Lorion, advertised everywhere by the police for an incendiary speech at Roubaix (immediately after his release from a five years’ imprisonment), openly led a band to the sack of the office of a Lille newspaper which had treated him as a police spy, and then made good his escape to Havre; but, determined to purge away the last vestige of the charge against him, he returned to the region of Lille, and wounded two officers before he could be taken.
Decamp defended himself, after his cartridges were finished and his knife gone, with a bayonet,—which he succeeded in wresting from one of his assailants,—until he swooned from loss of blood. In court he said:—
“You can guillotine me. I prefer it. I have had enough of your prisons and your _bagnes_. Off with my head! I do not defend it. I deliver it, shouting, ‘_Vive l’Anarchie!_’ What does one _camarade’s_ head more or less amount to, if only our beautiful Hope spreads!”
Baumann constituted himself a prisoner, and demanded the guillotine. Etievant wrote from London a little while before his attempt:—
“We are here in large numbers, the proscribed of all countries, convinced of the final triumph of Liberty, having made great sacrifices already for the Idea, and fortifying ourselves with the hope of rendering service to poor humanity which has limped along painfully for so many centuries; and yet I begin to doubt that we have done everything that we might have done and in consequence everything that we should have done. Would it not have been better to struggle even unto death there where the hazard of birth had placed us? Rather than to flee precipitately before the threats and the blows of authority, would it not have been better to make the sacrifice of our lives?” By deliberately returning to Paris, Etievant answered his own question in the affirmative.
Henry, whose attitude in court was that of a pontiff, “defended himself in the street like a little lion,” says Barrucand. “He resisted till he was at the very end of his forces, even under the heels of the police. Flippant, ferocious, he mocked the officers, said that he had just arrived from Pekin, and would not give his name.”
Vaillant denounced himself when he stood a fair chance of escape, and bore himself proudly before his judges and before the guillotine.
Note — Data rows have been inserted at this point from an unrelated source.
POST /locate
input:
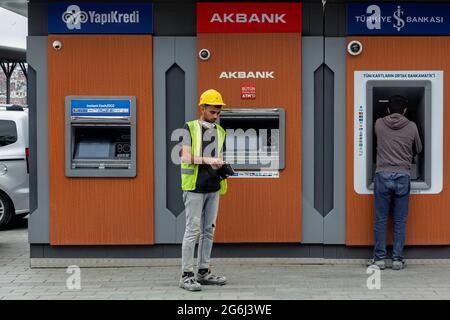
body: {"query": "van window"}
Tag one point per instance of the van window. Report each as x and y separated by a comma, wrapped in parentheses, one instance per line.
(8, 132)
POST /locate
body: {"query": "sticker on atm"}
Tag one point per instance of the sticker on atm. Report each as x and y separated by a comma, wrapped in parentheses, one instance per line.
(248, 91)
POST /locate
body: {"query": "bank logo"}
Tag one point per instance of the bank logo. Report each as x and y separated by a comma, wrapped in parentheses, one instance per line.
(375, 19)
(73, 17)
(400, 23)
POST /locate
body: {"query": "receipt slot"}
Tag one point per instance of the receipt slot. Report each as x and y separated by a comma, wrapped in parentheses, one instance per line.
(100, 136)
(255, 138)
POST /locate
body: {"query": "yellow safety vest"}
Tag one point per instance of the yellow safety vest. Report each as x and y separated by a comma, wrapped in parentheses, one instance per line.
(189, 172)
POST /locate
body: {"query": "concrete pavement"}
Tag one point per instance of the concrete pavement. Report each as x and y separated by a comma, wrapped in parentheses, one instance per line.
(246, 280)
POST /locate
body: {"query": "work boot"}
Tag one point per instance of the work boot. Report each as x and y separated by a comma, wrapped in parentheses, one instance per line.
(188, 282)
(208, 278)
(398, 265)
(379, 263)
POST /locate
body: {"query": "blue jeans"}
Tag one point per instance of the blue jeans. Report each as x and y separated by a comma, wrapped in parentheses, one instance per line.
(391, 193)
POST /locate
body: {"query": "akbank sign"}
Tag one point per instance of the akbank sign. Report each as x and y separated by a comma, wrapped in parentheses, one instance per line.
(398, 18)
(100, 18)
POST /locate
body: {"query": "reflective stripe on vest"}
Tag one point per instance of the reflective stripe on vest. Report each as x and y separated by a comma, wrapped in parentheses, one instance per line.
(189, 172)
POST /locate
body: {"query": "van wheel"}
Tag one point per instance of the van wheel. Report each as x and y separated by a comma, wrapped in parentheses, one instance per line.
(6, 212)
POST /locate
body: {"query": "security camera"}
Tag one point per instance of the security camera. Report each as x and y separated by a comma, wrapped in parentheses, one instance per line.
(204, 54)
(354, 47)
(57, 45)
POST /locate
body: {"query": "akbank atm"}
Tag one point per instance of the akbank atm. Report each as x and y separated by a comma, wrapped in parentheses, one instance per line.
(100, 136)
(255, 140)
(423, 90)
Ravachol, king of cynics, risked discovery in passing the _octroi_ (city revenue office) with dynamite in his satchel; walked long distances on foot and rode in jolting omnibuses while carrying materials that the slightest shock might explode; showed himself after each of his attempts with an appalling indifference to recognition; defended himself superbly before the Véry restaurant, whither he had returned for no other apparent purpose than to finish the conversion of the garçon L’Hérot, whom he had found sympathetically inclined a fortnight before; advanced to the guillotine (though bound in a painful and ignoble fashion) singing the most blasphemous and defiant of all the stanzas of the venerable _Père Duchêne_;[49] hurled in the teeth of Deibler, the headsman, the epithet, “_Cochon!_” and, as the knife fell, cried “_Vive la Ré_”—The word was never finished. Some of the bourgeois papers, determined to deprive Ravachol of the cynical grandeur of his death by making him out a retractor, claimed the unfinished word to be _République_ instead of _Révolution_.
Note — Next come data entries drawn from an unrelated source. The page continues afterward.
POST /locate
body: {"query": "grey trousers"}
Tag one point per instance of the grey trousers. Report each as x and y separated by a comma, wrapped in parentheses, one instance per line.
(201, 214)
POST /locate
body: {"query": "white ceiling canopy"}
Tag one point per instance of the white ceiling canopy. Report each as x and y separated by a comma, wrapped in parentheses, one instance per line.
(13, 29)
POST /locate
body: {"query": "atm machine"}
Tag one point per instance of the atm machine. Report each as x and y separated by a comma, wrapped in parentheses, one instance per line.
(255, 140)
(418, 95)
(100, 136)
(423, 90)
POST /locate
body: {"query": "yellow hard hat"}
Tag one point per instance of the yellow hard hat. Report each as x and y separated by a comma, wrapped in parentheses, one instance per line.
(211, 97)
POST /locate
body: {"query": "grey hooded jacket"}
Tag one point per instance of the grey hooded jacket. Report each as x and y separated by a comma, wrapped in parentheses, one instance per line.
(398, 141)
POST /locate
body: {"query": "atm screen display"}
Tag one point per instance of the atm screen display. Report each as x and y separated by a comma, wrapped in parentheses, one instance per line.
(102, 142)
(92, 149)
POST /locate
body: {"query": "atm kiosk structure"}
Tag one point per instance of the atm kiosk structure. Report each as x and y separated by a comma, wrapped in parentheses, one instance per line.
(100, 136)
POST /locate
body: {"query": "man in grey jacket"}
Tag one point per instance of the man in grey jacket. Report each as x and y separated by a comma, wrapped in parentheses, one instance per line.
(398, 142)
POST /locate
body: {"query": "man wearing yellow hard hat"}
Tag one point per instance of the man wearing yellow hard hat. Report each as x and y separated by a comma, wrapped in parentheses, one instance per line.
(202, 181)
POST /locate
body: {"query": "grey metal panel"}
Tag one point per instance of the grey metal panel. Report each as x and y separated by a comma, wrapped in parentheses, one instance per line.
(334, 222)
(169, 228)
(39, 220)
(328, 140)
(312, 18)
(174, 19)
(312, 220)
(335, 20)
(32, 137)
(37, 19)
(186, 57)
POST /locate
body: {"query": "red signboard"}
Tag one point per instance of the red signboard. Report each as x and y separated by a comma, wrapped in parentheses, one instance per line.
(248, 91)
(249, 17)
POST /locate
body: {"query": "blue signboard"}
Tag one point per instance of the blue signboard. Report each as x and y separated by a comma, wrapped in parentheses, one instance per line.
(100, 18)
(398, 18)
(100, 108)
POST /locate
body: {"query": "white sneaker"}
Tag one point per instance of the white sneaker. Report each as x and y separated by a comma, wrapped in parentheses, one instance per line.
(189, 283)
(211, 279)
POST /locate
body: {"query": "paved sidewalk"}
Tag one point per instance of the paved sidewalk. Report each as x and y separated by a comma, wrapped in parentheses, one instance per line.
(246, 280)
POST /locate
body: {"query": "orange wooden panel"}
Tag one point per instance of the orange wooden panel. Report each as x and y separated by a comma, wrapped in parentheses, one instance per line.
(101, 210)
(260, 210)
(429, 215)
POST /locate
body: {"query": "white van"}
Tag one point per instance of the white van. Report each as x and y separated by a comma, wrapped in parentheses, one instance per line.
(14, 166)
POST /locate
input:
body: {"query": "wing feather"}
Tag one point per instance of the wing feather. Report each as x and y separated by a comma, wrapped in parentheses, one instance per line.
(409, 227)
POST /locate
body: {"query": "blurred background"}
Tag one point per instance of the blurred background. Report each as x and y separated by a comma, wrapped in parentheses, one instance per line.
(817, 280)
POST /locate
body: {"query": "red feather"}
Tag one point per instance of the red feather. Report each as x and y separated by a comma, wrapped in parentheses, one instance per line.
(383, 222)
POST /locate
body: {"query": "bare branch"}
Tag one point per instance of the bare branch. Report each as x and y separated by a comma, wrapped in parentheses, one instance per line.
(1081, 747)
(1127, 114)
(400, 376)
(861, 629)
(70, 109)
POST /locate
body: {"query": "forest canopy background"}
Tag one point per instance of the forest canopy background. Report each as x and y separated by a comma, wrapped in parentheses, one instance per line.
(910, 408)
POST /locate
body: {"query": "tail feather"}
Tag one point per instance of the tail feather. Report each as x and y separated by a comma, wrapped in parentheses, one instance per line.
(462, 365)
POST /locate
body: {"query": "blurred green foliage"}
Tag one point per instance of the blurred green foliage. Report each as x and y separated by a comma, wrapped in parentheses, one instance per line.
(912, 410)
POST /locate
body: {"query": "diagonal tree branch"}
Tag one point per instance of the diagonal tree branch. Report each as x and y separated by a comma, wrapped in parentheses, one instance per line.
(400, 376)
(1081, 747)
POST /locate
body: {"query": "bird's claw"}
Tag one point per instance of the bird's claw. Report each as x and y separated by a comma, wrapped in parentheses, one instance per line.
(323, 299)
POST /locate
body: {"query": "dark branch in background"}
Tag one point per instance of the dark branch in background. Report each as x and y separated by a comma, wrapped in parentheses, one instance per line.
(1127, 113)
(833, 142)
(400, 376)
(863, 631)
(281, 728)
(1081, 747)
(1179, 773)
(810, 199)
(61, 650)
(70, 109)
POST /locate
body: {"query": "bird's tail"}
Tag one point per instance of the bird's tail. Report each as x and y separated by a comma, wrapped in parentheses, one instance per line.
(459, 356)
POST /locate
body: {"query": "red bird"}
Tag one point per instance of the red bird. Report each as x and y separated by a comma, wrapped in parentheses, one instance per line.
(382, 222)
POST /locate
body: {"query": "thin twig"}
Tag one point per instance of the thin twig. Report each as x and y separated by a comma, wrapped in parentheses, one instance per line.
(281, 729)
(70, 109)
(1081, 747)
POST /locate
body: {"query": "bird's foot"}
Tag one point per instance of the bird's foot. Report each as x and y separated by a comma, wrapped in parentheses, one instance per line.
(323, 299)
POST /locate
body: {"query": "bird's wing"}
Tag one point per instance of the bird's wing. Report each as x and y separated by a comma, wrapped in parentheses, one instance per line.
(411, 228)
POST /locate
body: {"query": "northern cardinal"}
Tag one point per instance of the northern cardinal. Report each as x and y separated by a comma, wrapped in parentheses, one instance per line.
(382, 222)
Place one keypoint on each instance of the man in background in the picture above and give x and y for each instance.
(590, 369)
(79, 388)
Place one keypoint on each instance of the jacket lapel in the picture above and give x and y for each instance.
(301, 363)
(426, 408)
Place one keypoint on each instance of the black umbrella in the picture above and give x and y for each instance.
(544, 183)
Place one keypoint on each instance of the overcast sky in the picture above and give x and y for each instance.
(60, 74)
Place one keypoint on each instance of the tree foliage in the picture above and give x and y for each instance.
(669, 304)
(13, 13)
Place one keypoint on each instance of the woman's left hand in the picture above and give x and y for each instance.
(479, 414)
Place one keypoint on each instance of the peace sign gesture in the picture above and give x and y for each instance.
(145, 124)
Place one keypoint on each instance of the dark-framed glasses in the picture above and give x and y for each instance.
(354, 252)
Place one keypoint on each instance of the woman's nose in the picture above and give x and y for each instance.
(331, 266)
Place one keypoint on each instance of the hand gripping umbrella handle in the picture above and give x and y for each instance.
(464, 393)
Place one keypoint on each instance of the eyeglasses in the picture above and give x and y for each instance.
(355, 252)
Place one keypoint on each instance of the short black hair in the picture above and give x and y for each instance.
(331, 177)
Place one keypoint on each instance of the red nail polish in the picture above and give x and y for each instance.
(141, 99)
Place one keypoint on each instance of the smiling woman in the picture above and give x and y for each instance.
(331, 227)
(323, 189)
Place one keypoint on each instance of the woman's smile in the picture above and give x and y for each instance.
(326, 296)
It is the petty work of little men to call a man a coward who can die like this. A consummate villain,—yes, judged by conventional standards,—but no coward.
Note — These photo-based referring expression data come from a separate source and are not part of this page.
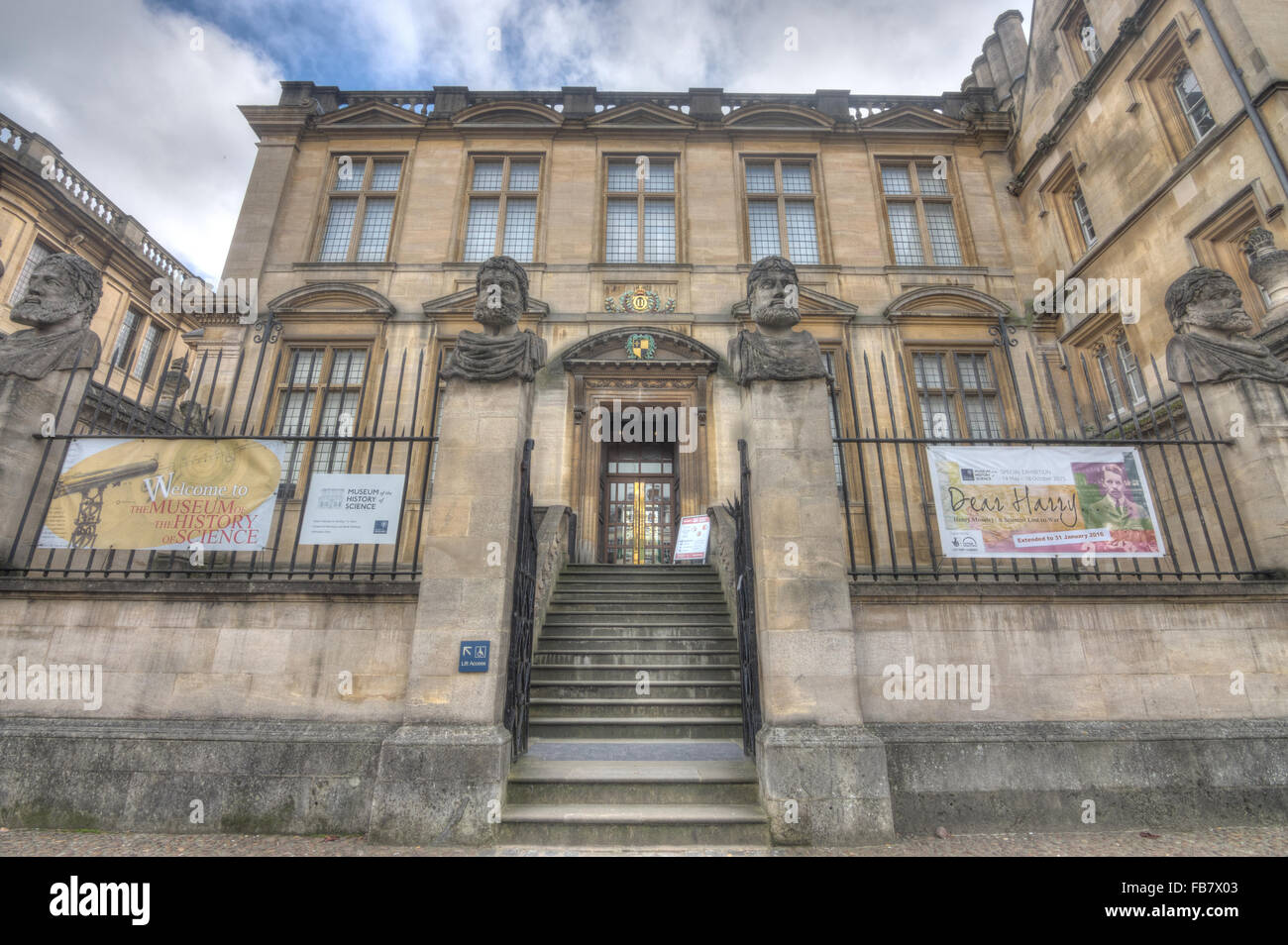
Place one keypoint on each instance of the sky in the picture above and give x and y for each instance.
(141, 95)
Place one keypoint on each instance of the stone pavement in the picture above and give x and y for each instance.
(1219, 841)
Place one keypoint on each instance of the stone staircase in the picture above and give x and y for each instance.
(610, 765)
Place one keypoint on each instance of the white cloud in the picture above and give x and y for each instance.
(145, 117)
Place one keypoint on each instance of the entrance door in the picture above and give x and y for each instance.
(639, 503)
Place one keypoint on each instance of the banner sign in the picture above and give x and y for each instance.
(352, 509)
(691, 544)
(1043, 502)
(165, 494)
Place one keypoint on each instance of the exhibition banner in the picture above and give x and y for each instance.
(1043, 502)
(352, 509)
(165, 494)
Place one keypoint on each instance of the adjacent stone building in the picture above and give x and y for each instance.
(806, 293)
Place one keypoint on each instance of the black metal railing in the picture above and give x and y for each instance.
(887, 485)
(518, 679)
(373, 421)
(745, 589)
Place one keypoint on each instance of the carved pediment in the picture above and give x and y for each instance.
(640, 347)
(642, 114)
(509, 114)
(777, 116)
(911, 119)
(370, 114)
(462, 303)
(338, 297)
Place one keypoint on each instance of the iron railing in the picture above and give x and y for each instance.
(887, 486)
(745, 589)
(518, 679)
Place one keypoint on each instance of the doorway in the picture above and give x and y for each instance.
(639, 503)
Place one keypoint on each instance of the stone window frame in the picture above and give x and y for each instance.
(330, 192)
(300, 456)
(1218, 242)
(1151, 82)
(642, 194)
(912, 162)
(469, 194)
(781, 197)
The man who dies like a man—and let it not be forgotten there are a hundred and one ways of doing it—is to be admired for that, whether he be called John Huss or John Brown, Saint Stephen or Saint Jean Népomucène, Charles I. or Louis XVI., Raleigh or Ravachol, Petronius Arbiter or Louis Lingg.
* * * * *
“_He [Ravachol] endured everything without a murmur, all the pain and all the punishment, because, in the sombre heaven to which his criminal reveries mounted, he had seen his chimera pass, because he believed himself an apostle._”—FLOR O’SQUARR, in Les Coulisses de l’Anarchie.